Retrait de Griveaux : que risquent les personnes qui diffusent du "revenge porn" ?

Retrait de Griveaux : que risquent les personnes qui diffusent du "revenge porn" ?
Relayer ces images sans le consentement des personnes concernées est sévèrement réprimé par la loi

, publié le vendredi 14 février 2020 à 21h35

Benjamin Griveaux a retiré sa candidature à la mairie de Paris ce vendredi 14 février après la divulgation d'images à caractère sexuel. Que risquent les personnes qui les relayent ?

Benjamin Griveaux a décidé d'abandonner la course aux municipales, après la fuite d'une vidéo intime.
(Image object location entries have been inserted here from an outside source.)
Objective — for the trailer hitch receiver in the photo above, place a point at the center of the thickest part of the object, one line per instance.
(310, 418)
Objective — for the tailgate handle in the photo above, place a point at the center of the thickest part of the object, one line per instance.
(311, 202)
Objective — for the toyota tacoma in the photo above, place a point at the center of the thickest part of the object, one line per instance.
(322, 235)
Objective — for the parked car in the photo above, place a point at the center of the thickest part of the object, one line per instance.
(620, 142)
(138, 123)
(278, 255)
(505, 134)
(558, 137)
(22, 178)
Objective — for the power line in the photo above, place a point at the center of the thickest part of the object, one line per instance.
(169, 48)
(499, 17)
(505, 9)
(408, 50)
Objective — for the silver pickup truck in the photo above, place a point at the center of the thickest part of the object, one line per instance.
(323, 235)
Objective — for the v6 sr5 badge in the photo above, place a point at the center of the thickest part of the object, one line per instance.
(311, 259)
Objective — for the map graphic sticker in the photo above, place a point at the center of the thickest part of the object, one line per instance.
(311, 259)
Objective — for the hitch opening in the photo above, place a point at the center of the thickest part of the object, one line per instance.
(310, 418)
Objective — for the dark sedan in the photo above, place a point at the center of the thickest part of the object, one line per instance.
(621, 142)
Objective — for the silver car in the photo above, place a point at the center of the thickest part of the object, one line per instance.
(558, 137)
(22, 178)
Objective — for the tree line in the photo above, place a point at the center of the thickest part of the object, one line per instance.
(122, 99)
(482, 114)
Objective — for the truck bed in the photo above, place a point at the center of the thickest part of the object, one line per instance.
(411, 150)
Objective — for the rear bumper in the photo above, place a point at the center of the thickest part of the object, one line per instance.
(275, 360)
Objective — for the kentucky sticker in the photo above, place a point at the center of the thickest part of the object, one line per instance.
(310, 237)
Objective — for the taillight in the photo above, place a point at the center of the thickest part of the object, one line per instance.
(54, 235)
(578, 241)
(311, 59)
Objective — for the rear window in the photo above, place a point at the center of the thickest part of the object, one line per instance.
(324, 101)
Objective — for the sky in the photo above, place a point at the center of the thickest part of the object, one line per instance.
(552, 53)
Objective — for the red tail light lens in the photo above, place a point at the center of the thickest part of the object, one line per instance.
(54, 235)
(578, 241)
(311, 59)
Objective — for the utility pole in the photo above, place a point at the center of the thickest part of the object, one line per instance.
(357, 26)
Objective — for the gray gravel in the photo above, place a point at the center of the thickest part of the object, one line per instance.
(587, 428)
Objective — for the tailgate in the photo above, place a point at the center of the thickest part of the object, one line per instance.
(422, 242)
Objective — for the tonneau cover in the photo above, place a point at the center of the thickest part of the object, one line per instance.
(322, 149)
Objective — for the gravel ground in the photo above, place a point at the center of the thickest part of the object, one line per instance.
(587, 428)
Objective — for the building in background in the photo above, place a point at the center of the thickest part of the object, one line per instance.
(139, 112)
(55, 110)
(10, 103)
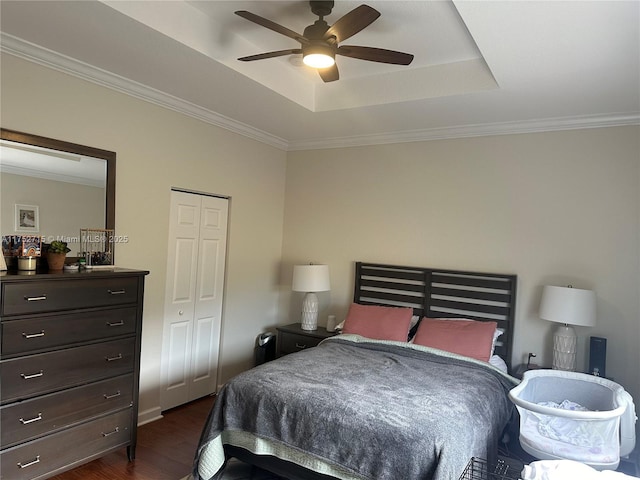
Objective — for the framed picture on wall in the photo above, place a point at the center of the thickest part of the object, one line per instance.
(27, 218)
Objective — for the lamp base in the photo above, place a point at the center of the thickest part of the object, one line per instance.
(310, 312)
(564, 349)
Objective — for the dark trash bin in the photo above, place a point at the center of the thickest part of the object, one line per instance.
(265, 347)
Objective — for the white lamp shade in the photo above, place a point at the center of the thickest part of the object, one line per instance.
(571, 306)
(310, 278)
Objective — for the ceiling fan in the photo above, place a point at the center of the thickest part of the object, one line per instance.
(319, 43)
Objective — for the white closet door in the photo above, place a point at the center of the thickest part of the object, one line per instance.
(209, 289)
(193, 297)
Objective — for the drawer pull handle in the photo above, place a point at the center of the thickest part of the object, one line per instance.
(28, 464)
(31, 420)
(33, 335)
(35, 299)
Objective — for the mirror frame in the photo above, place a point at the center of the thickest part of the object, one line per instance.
(50, 143)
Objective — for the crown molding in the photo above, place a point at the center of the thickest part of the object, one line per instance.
(477, 130)
(48, 58)
(62, 63)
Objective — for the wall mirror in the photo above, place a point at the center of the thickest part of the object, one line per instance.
(52, 189)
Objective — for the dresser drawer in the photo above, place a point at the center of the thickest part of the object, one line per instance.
(51, 296)
(291, 342)
(48, 454)
(43, 373)
(45, 332)
(23, 421)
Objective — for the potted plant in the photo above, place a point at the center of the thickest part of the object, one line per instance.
(56, 254)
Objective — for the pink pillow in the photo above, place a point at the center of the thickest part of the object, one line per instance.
(380, 323)
(464, 337)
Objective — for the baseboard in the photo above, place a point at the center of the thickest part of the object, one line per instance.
(150, 415)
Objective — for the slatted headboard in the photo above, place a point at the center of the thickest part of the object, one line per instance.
(439, 293)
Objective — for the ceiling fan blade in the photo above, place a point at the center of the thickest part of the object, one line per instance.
(278, 53)
(372, 54)
(330, 74)
(351, 23)
(272, 26)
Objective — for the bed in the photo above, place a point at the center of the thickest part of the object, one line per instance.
(357, 407)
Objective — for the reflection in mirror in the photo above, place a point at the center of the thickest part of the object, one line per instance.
(52, 189)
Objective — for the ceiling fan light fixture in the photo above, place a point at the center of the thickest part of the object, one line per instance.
(318, 56)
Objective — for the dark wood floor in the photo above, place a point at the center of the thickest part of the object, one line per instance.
(165, 449)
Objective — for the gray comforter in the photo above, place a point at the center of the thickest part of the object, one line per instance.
(353, 408)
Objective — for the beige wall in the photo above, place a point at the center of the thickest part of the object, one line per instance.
(554, 208)
(158, 149)
(61, 213)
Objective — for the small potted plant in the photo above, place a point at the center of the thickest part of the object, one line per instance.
(56, 254)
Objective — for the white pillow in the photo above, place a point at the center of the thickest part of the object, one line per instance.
(496, 361)
(414, 319)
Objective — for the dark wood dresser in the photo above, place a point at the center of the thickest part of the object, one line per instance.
(69, 367)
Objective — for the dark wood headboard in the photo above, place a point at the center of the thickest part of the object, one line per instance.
(440, 293)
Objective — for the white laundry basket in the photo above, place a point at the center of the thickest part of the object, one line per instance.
(598, 436)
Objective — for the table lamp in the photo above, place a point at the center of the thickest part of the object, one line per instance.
(310, 279)
(567, 306)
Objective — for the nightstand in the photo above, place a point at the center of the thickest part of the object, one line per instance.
(291, 338)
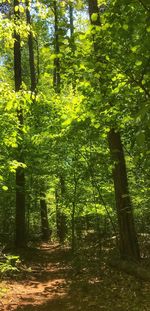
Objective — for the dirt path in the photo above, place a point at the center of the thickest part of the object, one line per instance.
(56, 283)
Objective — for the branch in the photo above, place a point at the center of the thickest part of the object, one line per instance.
(144, 6)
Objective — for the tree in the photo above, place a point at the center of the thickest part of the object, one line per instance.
(128, 240)
(20, 175)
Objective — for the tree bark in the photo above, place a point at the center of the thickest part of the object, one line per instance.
(56, 75)
(46, 232)
(128, 240)
(20, 176)
(31, 51)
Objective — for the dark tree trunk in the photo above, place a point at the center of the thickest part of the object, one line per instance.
(60, 216)
(20, 176)
(46, 232)
(31, 51)
(128, 240)
(56, 75)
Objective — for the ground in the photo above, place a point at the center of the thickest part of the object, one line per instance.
(54, 280)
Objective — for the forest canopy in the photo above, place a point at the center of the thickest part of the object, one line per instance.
(74, 121)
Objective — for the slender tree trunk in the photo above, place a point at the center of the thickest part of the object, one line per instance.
(128, 240)
(56, 75)
(20, 176)
(31, 51)
(46, 232)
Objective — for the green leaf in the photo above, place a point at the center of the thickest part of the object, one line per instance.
(94, 17)
(125, 27)
(138, 63)
(5, 188)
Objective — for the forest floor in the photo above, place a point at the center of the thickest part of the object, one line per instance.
(54, 280)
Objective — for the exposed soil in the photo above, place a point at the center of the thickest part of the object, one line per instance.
(54, 281)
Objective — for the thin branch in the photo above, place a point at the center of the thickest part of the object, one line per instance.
(144, 6)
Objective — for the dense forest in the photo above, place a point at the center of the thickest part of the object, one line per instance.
(75, 127)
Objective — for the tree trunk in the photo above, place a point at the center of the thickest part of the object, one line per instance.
(46, 232)
(20, 176)
(128, 240)
(31, 51)
(56, 75)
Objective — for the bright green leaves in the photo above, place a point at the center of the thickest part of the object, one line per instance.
(125, 26)
(138, 63)
(94, 17)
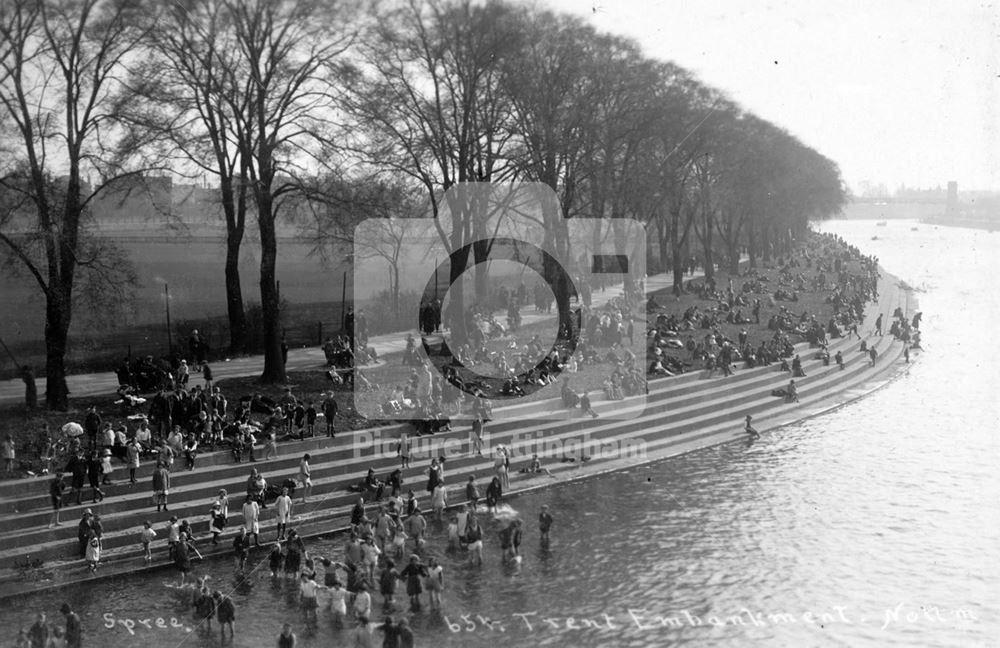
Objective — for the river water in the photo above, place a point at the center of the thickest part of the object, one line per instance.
(875, 525)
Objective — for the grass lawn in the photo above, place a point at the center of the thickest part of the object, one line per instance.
(310, 385)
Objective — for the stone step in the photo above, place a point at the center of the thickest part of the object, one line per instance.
(680, 420)
(662, 445)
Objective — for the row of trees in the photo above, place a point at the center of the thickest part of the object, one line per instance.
(345, 110)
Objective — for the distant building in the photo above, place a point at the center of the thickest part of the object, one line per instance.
(951, 206)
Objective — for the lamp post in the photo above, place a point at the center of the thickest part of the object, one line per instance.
(166, 300)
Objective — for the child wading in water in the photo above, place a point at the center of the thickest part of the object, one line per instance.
(146, 535)
(93, 552)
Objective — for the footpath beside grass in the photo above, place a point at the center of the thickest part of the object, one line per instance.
(307, 377)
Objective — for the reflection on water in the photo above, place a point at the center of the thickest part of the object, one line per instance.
(876, 525)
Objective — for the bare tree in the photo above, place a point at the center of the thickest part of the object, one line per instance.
(188, 92)
(283, 71)
(433, 110)
(60, 61)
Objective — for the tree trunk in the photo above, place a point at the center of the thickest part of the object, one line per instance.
(765, 243)
(57, 320)
(234, 294)
(235, 215)
(274, 366)
(707, 246)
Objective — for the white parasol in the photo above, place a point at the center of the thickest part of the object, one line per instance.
(72, 429)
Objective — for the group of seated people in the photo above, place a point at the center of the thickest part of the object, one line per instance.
(624, 382)
(340, 354)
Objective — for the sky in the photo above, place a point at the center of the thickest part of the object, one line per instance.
(895, 91)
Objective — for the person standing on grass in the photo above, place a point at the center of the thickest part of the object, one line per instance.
(206, 373)
(146, 536)
(30, 389)
(305, 477)
(329, 412)
(271, 446)
(403, 450)
(39, 632)
(477, 436)
(56, 491)
(311, 415)
(161, 486)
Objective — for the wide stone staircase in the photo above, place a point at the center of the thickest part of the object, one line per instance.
(679, 414)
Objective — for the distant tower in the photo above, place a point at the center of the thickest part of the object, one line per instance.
(951, 209)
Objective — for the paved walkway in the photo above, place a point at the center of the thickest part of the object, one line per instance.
(95, 384)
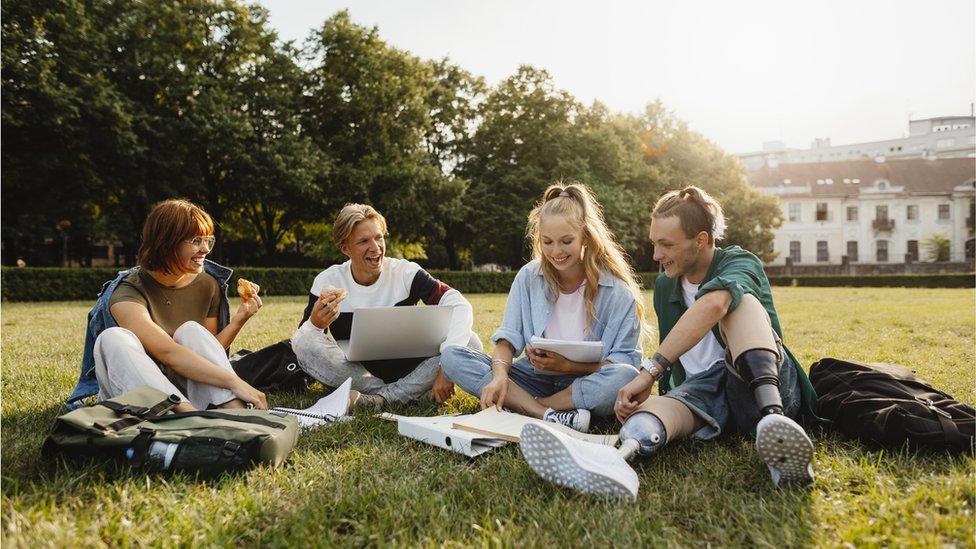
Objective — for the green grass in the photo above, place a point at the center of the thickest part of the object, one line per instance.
(359, 483)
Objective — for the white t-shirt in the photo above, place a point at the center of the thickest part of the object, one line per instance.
(401, 282)
(706, 352)
(567, 321)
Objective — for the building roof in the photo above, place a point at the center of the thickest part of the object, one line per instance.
(845, 178)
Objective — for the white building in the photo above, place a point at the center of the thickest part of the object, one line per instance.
(870, 211)
(931, 138)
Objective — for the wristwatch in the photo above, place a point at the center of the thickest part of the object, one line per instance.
(656, 366)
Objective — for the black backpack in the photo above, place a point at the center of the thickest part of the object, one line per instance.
(886, 404)
(274, 367)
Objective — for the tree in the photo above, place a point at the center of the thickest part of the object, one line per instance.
(519, 148)
(366, 107)
(937, 247)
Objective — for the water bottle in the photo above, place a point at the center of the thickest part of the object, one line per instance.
(159, 455)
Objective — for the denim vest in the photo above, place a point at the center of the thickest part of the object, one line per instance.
(530, 303)
(99, 319)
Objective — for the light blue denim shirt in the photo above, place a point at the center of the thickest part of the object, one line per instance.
(530, 302)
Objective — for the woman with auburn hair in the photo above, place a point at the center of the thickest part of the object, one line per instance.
(166, 323)
(578, 287)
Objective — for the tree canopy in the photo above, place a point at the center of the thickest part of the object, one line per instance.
(109, 106)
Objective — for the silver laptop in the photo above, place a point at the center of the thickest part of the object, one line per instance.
(380, 333)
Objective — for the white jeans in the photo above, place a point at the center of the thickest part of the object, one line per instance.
(320, 356)
(122, 364)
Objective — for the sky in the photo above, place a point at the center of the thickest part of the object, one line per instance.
(740, 72)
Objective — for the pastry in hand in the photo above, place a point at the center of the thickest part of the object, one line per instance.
(330, 290)
(247, 289)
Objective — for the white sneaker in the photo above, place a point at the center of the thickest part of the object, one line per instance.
(590, 468)
(785, 448)
(574, 419)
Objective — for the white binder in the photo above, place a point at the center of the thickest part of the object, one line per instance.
(438, 431)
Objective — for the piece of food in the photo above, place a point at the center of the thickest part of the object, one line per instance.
(247, 289)
(329, 290)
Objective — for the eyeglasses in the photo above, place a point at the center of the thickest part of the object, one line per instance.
(200, 240)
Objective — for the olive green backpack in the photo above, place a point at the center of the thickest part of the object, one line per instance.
(140, 428)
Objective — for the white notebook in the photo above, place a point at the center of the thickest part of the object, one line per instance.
(330, 408)
(508, 426)
(577, 351)
(438, 431)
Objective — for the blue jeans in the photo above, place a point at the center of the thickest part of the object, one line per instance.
(724, 401)
(596, 392)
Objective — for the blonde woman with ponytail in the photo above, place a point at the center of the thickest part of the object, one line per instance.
(578, 287)
(721, 365)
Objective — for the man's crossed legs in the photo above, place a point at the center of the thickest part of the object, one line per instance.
(759, 395)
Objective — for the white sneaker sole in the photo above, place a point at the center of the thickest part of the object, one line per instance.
(550, 455)
(786, 449)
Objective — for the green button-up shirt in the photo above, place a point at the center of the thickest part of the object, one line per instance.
(738, 272)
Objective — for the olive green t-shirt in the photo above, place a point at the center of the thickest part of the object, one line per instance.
(169, 308)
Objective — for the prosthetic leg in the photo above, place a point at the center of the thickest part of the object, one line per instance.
(754, 355)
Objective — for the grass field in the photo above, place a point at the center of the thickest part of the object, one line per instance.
(359, 483)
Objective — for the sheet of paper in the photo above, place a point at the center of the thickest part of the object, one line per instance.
(577, 351)
(508, 426)
(330, 408)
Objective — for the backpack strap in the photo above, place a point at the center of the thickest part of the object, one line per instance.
(140, 413)
(255, 420)
(953, 437)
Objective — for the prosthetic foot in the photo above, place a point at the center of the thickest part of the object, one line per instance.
(586, 467)
(641, 435)
(780, 441)
(786, 449)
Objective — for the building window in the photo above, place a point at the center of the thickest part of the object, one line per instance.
(794, 211)
(943, 211)
(911, 212)
(821, 211)
(795, 251)
(912, 250)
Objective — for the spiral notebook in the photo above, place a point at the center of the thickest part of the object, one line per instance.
(330, 408)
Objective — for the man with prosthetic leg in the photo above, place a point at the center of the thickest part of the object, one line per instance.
(721, 365)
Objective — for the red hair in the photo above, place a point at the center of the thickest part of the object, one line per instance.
(168, 225)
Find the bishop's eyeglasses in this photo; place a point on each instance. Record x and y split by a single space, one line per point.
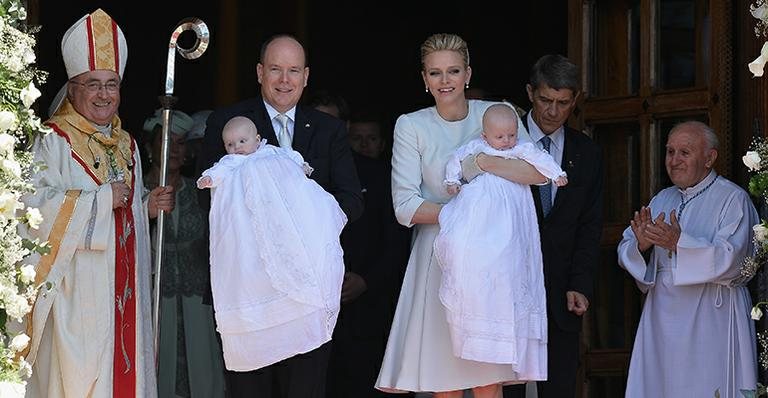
94 86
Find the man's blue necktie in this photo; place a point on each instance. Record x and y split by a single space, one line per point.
545 191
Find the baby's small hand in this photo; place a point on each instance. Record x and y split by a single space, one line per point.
453 189
204 182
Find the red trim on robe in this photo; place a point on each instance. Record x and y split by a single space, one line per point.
124 356
116 47
91 46
75 156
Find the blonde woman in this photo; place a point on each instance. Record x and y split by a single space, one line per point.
419 357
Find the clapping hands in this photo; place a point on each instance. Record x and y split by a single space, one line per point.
658 232
204 182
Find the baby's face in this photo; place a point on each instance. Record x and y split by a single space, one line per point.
240 142
500 136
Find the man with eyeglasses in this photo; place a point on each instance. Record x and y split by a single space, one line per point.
91 332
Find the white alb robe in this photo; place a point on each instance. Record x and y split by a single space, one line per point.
73 323
695 334
481 268
276 260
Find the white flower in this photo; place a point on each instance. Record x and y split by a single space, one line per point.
34 217
11 166
25 369
7 142
19 342
27 273
759 12
756 66
17 306
8 121
8 205
29 94
752 160
28 57
761 232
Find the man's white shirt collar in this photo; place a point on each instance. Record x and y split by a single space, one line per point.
272 112
557 137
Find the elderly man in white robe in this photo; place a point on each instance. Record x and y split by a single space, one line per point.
91 335
685 252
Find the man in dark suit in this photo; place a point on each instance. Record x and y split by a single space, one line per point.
321 140
570 219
Relayer des images privées à caractère sexuel sans le consentement des personnes concernées est un acte sévèrement réprimé depuis 2016 et l'adoption de la loi "pour une République numérique". La diffusion de ce que l'on appelle le "revenge porn" est passible de 2 ans d'emprisonnement et 60.000 euros d'amende. La loi prévoit de punir tous ceux qui participent à la diffusion de ces images, même par une simple republication sur les réseaux sociaux. La victime peut également réclamer des dommages et intérêts.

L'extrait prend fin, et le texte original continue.